ACC^0 Versus CC^0
David Mix Barrington, UMass Amherst
Tuesday 29 September 2009, 4:00 p.m.
Room 140, Computer Science Building
The complexity class AC^0 is the set of problems solvable by circuit families of constant depth, unbounded fan-in, and polynomial size with AND and OR gates. If we add gates for counting modulo a constant, we get the class ACC^0, and if we then remove the AND and OR gates we get the class CC^0. These classes can also be defined in terms of "M-programs", which test membership in a language by carrying out a single iterated multiplication in a finite group or monoid.
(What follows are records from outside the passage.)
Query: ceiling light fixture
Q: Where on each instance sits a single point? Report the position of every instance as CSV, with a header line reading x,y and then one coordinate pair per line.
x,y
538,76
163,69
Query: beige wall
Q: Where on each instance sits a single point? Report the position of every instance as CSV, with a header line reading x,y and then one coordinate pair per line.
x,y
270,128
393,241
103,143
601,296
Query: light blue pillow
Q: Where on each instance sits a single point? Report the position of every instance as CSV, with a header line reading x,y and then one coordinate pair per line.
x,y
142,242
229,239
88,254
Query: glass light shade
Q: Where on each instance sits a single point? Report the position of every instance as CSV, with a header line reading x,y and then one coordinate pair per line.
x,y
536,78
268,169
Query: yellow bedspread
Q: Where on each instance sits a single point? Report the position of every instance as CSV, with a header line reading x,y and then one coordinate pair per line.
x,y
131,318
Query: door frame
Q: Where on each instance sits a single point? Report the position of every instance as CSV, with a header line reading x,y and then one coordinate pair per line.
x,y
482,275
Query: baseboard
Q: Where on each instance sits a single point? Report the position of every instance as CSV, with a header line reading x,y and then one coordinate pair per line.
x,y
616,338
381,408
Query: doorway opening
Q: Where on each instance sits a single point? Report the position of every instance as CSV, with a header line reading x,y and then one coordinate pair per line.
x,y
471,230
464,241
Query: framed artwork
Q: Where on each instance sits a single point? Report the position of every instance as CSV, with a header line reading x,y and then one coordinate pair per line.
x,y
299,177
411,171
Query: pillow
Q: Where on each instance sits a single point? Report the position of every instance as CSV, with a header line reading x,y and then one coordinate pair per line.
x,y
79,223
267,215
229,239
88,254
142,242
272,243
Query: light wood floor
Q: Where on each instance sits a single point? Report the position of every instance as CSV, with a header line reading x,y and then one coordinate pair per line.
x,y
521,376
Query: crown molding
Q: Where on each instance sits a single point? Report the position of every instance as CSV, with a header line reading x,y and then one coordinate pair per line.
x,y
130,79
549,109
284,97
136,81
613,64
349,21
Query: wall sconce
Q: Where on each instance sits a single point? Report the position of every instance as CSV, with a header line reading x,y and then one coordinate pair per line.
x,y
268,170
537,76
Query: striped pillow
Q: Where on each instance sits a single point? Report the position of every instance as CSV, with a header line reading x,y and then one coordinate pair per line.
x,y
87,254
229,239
ACC^0 circuits correspond to programs over solvable monoids, exactly those monoids for which you cannot simulate all of the class NC^1 using the proof technique of Barrington's Theorem. It's thus natural to conjecture that they are weaker than NC^1 circuits, though this has not been proved. Similarly, since no one knows how to simulate an AND gate in CC^0, it is natural to conjecture that this is impossible (Barrington, Straubing, Therien 1988).
After setting out this background, I will present some of the results of Hanson and Koucky from CCC 2009 that suggest that CC^0 and ACC^0 might actually be the same. In particular, ACC^0 can be simulated by probabilistic circuits over CC^0, or by small ANDs of ORs of CC^0 circuits.